Support Vector Machine (SVM)
데이터 포인트를 분류하기 위해 클래스 간의 최대 마진을 확보하는 초평면을 찾는 지도 학습 알고리즘
패턴 인식, 자료 분석을 위한 지도 학습 모델이며, 주로 분류와 회귀 분석을 위해 사용한다. 두 카테고리 중 어느 하나에 속한 데이터의 집합이 주어졌을 때, SVM 알고리즘은 주어진 데이터 집합을 바탕으로 하여 새로운 데이터가 어느 카테고리에 속할지 판단하는 비확률적 이진 선형 분류 모델을 만든다. 만들어진 분류 모델은 데이터가 사상된 공간에서 경계로 표현되는데 SVM 알고리즘은 그 중 가장 큰 폭을 가진 경계를 찾는 알고리즘이다.
Hyperplane
Hyperplane
-
P 차원에서의 Hyperplane 은 P-1 차원에서의 Flat한 Affine space (동족 좌표계)
-
Ex. 2-dimensional 에서의 hyperplane 은 line, 3-dimensional 에서는 surface
- $b+w_{1}X_{1}+w_{2}X_{2}+…+w_{p}X_{p}=b~+<w,X>=0$
- $b~+<w,X>=0$. It means
- Dot on the hyperplane : $f(x)=0$
- Between line to dot (0,0) : $\frac{|\beta_{1}\cdot a+\beta_{2}\cdot b-\sigma|}{\sqrt{(\beta_{1})^{2}+(\beta_{2})^{2}}}$
- Between line to dot (0,0) : $f(x)<0$, opposite : $f(x)>0$
- $w=(w_{1},w_{2},…,w_{p})$의 normal vector 는 hyperplane 과 orthogonal direction을 의미
Separating Hyperplane
- $f(X)=b+w_{1}X_{1}+w_{2}X_{2}+…+w_{p}X_{p}$
- $f(X)>0$ 인 점들과 $f(X)<0$ 인 점들을 분류
- $Y_{i}\cdot f(X_{i}) >0~\textrm{for all}~i$
- $f(X)=0$ 은 separating hyperplane을 의미
Maximal Margin Classifier
- Among every separating hyperplane, Figure out maximize gap or margin between binary classes
- It called Support Vector that sample what have an effect on hyperplane (결정 경계)

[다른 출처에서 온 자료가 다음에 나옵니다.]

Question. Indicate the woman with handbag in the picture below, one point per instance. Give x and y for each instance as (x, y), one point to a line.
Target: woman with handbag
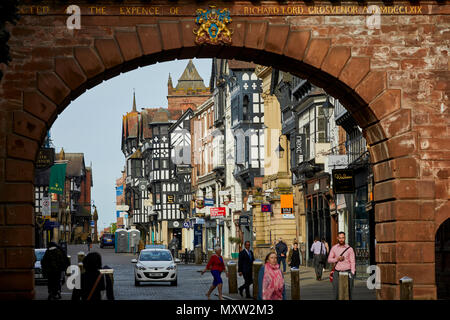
(217, 266)
(92, 281)
(344, 258)
(271, 280)
(294, 257)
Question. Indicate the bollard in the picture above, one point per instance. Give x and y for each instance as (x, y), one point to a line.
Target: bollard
(210, 253)
(198, 255)
(406, 288)
(232, 277)
(257, 264)
(295, 284)
(343, 286)
(109, 273)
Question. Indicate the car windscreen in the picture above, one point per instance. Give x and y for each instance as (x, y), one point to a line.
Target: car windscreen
(39, 255)
(155, 256)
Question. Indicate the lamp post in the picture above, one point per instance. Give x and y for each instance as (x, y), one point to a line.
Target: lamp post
(279, 150)
(326, 113)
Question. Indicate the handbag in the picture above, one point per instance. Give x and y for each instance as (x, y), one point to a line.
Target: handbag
(332, 270)
(95, 286)
(323, 257)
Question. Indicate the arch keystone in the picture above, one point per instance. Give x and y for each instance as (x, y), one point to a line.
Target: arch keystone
(276, 38)
(336, 60)
(129, 45)
(150, 39)
(255, 36)
(372, 85)
(354, 71)
(317, 51)
(296, 44)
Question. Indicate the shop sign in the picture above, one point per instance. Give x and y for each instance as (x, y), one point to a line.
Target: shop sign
(343, 181)
(218, 212)
(243, 221)
(46, 213)
(287, 203)
(198, 234)
(45, 159)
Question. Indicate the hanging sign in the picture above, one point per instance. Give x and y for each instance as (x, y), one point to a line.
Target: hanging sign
(45, 159)
(343, 181)
(46, 208)
(218, 212)
(287, 203)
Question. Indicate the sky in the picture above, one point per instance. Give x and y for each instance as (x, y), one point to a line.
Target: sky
(92, 124)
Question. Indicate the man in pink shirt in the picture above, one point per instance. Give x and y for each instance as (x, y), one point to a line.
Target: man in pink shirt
(344, 257)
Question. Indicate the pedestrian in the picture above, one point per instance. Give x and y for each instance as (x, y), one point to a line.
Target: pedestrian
(92, 281)
(319, 259)
(89, 242)
(245, 268)
(271, 280)
(327, 248)
(325, 243)
(216, 265)
(54, 263)
(294, 257)
(281, 249)
(344, 257)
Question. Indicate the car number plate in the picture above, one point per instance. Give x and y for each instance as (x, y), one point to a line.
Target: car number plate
(156, 274)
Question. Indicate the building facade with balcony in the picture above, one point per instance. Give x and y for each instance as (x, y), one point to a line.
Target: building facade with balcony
(308, 124)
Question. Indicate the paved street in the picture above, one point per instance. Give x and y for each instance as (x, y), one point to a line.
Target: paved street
(191, 284)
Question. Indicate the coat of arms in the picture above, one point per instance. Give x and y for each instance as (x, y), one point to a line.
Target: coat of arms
(213, 26)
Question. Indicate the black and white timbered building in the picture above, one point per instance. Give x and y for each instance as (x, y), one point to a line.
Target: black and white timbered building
(247, 123)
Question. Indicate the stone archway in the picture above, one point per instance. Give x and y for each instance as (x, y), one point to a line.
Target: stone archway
(394, 81)
(443, 260)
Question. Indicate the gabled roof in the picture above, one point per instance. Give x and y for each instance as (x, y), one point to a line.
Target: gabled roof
(187, 113)
(190, 79)
(236, 64)
(75, 166)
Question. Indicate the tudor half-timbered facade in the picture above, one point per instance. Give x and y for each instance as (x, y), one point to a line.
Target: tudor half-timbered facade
(247, 123)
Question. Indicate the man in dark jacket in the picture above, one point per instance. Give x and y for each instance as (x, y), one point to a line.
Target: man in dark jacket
(245, 268)
(92, 281)
(281, 249)
(54, 263)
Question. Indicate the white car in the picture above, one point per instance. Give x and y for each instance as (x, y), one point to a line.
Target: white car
(155, 265)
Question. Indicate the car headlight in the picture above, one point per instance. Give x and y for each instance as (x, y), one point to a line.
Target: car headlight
(140, 267)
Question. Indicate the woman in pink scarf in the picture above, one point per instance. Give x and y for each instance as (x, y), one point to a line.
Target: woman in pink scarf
(271, 280)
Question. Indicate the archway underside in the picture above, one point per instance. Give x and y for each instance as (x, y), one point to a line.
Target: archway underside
(394, 81)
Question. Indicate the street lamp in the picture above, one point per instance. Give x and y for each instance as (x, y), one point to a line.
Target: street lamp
(279, 150)
(326, 108)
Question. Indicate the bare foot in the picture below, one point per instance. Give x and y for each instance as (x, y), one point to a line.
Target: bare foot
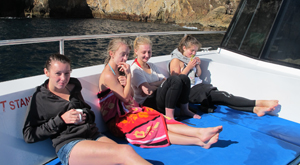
(189, 113)
(211, 141)
(207, 133)
(261, 111)
(266, 103)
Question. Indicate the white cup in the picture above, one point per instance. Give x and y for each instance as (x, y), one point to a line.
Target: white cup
(80, 117)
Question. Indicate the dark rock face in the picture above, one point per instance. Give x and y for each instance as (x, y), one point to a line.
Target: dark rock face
(204, 14)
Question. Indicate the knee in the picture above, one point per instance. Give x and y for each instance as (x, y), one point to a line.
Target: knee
(185, 80)
(126, 149)
(175, 81)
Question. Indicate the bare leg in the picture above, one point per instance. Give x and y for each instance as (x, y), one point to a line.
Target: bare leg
(104, 151)
(184, 110)
(187, 140)
(204, 134)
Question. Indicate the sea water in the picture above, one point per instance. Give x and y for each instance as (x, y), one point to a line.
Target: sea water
(28, 60)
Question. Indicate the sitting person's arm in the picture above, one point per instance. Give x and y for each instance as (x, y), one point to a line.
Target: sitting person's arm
(37, 129)
(123, 93)
(177, 67)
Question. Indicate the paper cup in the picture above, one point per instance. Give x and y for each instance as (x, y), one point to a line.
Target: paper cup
(80, 117)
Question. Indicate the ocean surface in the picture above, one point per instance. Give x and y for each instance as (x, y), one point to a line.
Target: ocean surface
(28, 60)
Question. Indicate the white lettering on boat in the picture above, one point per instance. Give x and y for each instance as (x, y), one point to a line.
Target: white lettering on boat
(15, 103)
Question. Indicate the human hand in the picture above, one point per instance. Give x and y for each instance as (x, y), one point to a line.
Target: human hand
(72, 117)
(198, 61)
(122, 80)
(124, 67)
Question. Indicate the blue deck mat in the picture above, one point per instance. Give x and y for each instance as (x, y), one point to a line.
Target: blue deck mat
(245, 139)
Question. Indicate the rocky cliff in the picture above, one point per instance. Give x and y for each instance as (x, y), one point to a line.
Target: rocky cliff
(205, 14)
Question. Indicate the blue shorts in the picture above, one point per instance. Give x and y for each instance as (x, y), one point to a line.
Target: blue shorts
(64, 152)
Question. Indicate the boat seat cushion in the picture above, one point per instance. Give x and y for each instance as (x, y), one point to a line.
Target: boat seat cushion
(245, 139)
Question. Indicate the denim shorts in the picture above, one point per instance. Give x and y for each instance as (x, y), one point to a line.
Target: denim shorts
(64, 152)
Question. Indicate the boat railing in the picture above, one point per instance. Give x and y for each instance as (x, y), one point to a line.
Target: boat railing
(61, 39)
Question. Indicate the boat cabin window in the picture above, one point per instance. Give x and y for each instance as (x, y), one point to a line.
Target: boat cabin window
(266, 30)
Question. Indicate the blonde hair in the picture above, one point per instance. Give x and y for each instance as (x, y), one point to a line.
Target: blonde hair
(114, 45)
(141, 40)
(188, 41)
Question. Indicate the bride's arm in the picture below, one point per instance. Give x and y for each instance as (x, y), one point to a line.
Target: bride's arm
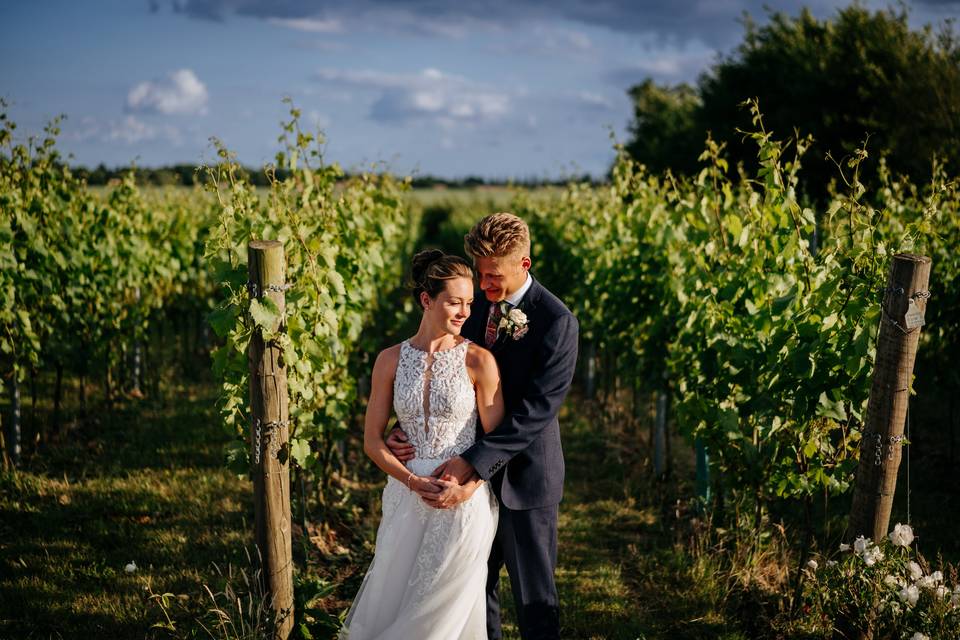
(375, 421)
(486, 382)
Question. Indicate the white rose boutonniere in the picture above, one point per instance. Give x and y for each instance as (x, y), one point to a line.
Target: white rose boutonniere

- $\underset{b,w_{1},…,w_{p}}{\textrm{max}}M, \textrm{subject to}~M_{i}\geq M \textrm{ for all }i=1,…,N$ (subject to = 제약 조건)

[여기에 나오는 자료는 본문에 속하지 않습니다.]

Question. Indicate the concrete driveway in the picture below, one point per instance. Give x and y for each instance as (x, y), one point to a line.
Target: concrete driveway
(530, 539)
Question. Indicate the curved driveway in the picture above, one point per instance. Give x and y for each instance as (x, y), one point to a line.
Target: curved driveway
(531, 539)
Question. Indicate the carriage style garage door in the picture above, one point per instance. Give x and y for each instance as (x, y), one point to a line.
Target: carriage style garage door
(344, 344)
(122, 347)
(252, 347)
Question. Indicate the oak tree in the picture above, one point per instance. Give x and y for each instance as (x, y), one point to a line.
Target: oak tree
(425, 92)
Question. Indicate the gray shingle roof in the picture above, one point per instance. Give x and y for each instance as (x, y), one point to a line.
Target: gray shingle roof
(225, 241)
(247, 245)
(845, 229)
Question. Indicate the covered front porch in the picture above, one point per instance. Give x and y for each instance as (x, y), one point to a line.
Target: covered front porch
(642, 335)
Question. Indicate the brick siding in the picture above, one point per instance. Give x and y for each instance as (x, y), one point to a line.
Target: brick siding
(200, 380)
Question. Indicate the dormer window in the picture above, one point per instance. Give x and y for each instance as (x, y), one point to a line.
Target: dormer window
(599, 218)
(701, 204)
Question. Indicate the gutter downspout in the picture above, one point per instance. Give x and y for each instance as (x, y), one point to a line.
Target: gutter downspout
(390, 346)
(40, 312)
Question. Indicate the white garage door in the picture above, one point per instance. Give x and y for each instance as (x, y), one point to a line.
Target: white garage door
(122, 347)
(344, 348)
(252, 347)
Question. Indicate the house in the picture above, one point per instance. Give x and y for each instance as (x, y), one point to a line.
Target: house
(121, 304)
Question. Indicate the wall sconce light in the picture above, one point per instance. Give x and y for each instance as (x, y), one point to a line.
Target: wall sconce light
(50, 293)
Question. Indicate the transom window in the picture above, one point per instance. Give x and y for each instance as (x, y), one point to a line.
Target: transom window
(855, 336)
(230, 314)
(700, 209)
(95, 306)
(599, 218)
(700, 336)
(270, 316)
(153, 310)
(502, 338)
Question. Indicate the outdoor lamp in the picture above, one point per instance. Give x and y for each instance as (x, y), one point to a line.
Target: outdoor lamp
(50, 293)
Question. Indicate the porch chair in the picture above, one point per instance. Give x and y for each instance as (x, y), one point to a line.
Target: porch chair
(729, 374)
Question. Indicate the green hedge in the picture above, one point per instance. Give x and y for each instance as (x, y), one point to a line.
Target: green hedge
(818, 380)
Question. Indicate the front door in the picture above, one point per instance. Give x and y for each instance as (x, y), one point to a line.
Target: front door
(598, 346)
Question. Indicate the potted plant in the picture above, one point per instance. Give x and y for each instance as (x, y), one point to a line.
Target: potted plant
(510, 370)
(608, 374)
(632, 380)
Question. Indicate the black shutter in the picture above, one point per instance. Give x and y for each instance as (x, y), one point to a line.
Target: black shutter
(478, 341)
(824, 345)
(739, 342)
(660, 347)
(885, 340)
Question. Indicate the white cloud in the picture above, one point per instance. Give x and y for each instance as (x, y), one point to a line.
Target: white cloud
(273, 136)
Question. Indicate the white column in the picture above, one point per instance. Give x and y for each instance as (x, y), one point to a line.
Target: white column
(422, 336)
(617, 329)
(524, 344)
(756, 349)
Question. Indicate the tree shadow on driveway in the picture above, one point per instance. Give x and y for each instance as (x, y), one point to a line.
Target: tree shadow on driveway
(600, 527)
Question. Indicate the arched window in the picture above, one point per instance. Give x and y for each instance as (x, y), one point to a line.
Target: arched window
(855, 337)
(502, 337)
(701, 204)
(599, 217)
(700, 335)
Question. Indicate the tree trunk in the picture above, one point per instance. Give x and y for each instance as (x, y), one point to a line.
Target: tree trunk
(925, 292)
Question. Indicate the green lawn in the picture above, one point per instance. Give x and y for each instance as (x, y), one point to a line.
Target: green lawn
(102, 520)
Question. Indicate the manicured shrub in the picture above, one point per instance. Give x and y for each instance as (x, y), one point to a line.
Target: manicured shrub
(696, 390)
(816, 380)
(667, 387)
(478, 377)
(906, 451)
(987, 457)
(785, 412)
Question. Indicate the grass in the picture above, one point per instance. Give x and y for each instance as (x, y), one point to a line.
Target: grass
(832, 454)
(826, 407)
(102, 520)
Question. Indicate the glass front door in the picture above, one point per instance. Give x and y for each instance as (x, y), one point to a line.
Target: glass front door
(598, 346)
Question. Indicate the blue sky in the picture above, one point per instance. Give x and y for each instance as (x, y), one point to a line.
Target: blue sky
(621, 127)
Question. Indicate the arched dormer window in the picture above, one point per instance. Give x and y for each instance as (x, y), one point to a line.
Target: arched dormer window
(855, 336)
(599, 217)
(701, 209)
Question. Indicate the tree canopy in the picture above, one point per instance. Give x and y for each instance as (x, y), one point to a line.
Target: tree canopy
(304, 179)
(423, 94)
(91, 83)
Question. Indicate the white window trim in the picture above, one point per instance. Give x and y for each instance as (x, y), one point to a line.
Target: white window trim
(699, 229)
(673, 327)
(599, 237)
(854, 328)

- ⇒ $\textrm{suject to }M_{i}={\frac{y_{i}(b+w_{1}x_{i 1}+…+w_{p}x_{ip})}{||w||}}$
- ⇒ $\underset{w,b}{\textrm{max}}{\frac{\hat{M}}{||w||}}$, $\textrm{subject to }y_{i}(b+w_{1}x_{i 1}+…+w_{p}x_{ip})\geq{\hat{M}=M||w||}, \textrm{ for all }i=1,…,N$
- ⇒ $\underset{w,b}{\textrm{max}}\ \frac{1}{||w||}\ \textrm{subject to}\ y_{i}(b+w_{1}x_{i 1}+\ldots+w_{p}x_{ip})\geq 1,\ \textrm{for all}\ i=1,\ldots,N$
- $\therefore~{\underset{w,b}{\textrm{min}}\frac{||w||^{2}}{2}}$, $\textrm{subject to }y_{i}(b+w_{1}x_{i 1}+…+w_{p}x_{ip})\geq 1,\textrm{ for all }i=1,…,N$
Lagrange Multiplier Method
constraint 이 있는 optimization problem 을, Lagrange multiplier term 을 추가해, constraint (subject) 없는 문제로 바꾸는 method
- Primal problem (원초 문제)
- $\underset{x}{\textrm{min}}~c^{T}x. \textrm{ subject to }Ax=b, ~Gx \leq h$
- Lagrange multiplier vector $u$ 와, $v \geq 0$ 을 도입해 Lagrange function $L$ 을 만듦
- $L(x,u,v) = c^Tx+u^T(Ax-b)+v^T(Gx-h) \leq c^Tx$
Lagrange Multiplier Method
- $f^*\geq \underset{x}{\textrm{min}} ~L(x,u,v)= \underset{x}{\textrm{min}}~c^Tx+u^T(Ax-b)+v^T(Gx-h)=g(u,v)$
- $f^*$ = optimized ($c^Tx$) value
- $g(u,v)$를 Lagrange Dual Function 라고 함
- Partial differentiation 의 results 가 0이 되는 point 에서 minimized 된 값을 가짐
- $\frac{\partial L}{\partial x}=c^T+u^TA+v^TG=0$
- $c=-A^Tu-G^Tv$
- $L(x,u,v)=-u^Tb-v^Th=g(u,v)$
Duality gap
- $f^* \geq \underset{x}{\textrm{min}} ~L(x,u,v)=g(u,v)$
- $g(u,v)$를 maximize 하는 것은 primal problem 의 optimum value 으로 approaching 하는 것
- between u, v 의 gap 이 existence 하면 week dual, non-existence 하면 strong dual ($f^*=g(u,v)$)
Lagrange Dual problem
- change minimize to maximize problem. (dual (max) ↔ primal (min))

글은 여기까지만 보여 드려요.